Mike pulled open the top middle desk drawer by putting his pen into the brass handle. "It's too neat. Way too shipshape, both on top of the desk and in this first drawer. Right where you'd keep whatever it was you'd been working on most recently, or something that was pretty important. Every other pile is sloppy and out of line. Even the stack of mail is too fastidious. Somebody went through some of this stuff and couldn't resist just patting these papers into order. Nothing major, but it's just not in keeping with Lola's messy style. Maybe a careful once-over can come up with a print or something. She chew gum?"

Recantati looked to Foote and then shrugged. "Not that I ever noticed."

It was Chapman's turn to whisper now, leaning over and speaking only to me. "Let's lock up the office and get Crime Scene over here immediately. There's a wad of Wrigley's in the wastebasket.
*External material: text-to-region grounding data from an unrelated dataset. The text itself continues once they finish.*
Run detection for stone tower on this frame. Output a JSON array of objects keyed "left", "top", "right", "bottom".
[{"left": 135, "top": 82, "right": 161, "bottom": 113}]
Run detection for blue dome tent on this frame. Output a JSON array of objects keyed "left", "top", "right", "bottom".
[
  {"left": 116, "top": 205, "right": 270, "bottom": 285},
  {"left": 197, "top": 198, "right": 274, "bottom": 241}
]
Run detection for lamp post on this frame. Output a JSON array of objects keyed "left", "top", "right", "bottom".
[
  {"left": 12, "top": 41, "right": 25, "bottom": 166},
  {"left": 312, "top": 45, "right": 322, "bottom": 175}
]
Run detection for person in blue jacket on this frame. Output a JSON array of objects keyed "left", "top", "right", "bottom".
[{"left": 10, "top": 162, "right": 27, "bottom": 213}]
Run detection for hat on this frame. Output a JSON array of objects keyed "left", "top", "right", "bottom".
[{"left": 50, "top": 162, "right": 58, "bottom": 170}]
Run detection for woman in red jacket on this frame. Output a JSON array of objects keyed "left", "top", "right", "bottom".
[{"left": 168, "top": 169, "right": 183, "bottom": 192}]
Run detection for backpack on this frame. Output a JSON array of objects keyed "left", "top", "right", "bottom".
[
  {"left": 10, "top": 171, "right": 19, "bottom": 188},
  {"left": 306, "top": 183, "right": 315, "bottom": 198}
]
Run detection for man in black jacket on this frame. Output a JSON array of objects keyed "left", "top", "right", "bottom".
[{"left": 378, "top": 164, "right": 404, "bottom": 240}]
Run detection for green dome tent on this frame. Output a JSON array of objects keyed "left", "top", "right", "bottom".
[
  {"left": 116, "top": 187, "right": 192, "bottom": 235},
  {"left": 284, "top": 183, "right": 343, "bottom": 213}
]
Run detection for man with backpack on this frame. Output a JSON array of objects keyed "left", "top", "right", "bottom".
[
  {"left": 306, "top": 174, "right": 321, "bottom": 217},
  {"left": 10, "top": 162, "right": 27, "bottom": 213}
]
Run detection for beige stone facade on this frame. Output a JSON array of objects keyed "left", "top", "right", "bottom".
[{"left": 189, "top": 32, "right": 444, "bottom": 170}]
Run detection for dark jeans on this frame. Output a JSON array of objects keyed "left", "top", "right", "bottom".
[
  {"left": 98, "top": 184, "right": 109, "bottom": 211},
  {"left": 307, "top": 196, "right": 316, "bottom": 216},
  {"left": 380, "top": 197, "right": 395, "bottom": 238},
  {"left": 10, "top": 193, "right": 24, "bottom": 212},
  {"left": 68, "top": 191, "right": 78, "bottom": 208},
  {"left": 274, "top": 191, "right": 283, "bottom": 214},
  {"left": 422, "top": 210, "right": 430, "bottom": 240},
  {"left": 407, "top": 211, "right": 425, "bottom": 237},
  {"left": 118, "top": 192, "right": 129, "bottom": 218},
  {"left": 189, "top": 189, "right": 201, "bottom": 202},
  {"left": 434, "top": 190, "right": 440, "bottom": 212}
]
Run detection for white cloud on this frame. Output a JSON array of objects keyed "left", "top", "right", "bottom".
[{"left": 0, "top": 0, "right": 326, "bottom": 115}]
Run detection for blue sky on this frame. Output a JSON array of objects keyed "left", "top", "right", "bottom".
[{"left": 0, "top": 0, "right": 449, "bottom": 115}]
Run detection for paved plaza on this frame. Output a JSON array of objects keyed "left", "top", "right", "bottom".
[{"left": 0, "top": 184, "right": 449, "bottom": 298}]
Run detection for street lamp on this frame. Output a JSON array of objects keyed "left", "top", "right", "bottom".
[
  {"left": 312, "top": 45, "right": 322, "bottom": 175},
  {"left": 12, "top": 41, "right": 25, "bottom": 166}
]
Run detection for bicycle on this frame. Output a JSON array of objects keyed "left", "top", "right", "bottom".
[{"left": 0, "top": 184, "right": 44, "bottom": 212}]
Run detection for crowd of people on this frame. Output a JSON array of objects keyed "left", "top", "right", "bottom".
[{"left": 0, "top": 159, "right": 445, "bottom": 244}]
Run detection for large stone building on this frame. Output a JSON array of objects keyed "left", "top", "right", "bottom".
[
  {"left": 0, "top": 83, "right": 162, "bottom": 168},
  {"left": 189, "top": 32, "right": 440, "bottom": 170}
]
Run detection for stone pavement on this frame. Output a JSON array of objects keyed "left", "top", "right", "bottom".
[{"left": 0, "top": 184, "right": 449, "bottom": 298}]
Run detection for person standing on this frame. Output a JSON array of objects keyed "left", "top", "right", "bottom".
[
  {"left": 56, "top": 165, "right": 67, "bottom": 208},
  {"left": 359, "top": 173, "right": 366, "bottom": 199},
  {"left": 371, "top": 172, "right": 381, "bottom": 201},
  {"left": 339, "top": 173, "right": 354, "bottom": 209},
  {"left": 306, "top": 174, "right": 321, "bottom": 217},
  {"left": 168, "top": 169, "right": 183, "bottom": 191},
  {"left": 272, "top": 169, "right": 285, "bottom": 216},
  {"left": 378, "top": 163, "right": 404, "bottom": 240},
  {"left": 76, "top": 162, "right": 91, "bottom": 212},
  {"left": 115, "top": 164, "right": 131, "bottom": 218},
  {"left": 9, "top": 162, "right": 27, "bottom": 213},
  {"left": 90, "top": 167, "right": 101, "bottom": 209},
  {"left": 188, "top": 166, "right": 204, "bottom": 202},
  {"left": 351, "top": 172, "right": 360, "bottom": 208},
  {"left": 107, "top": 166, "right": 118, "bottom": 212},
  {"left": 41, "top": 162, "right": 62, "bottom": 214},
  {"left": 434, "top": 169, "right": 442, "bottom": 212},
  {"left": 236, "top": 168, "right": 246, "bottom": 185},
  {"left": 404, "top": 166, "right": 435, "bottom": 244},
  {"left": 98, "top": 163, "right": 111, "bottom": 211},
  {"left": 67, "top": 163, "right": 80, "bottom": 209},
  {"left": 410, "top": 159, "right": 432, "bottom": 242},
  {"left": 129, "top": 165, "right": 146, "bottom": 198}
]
It's great for getting DNA. All that juicy saliva will tell us exactly who's been messing around in here."

Mike turned back to face the others. "Ever hear Ms. Dakota talk about a 'deadhouse'?"

Foote glanced at Recantati before both of them looked at us blankly. "Sounds more like your line of work than ours."

As Mike walked from behind the desk, he stared at a small corkboard affixed to the wall by the window. "You know who any of these people are?" he asked.

Foote moved in next to him, and Recantati looked over his shoulder. "That's a photograph of Franklin Roosevelt, of course, and this one's Mae West. I believe that woman in the corner, in period dress, is Nellie Bly. I can't place the other man."

"Charles Dickens, I think." My undergraduate major in English literature kicked in.

Foote stepped back and turned away, but continued speaking. "I'm not sure who the people are in the photos with Lola herself, but I assume they're friends and relatives. That other snapshot is one of the young women Lola taught last semester, in the spring."

Mike must have thought, as I did, that it was unusual for one student's picture to be singled out to be on the board. He asked the obvious question. "Know her name?"

Foote hesitated before she spoke. "Charlotte Voight."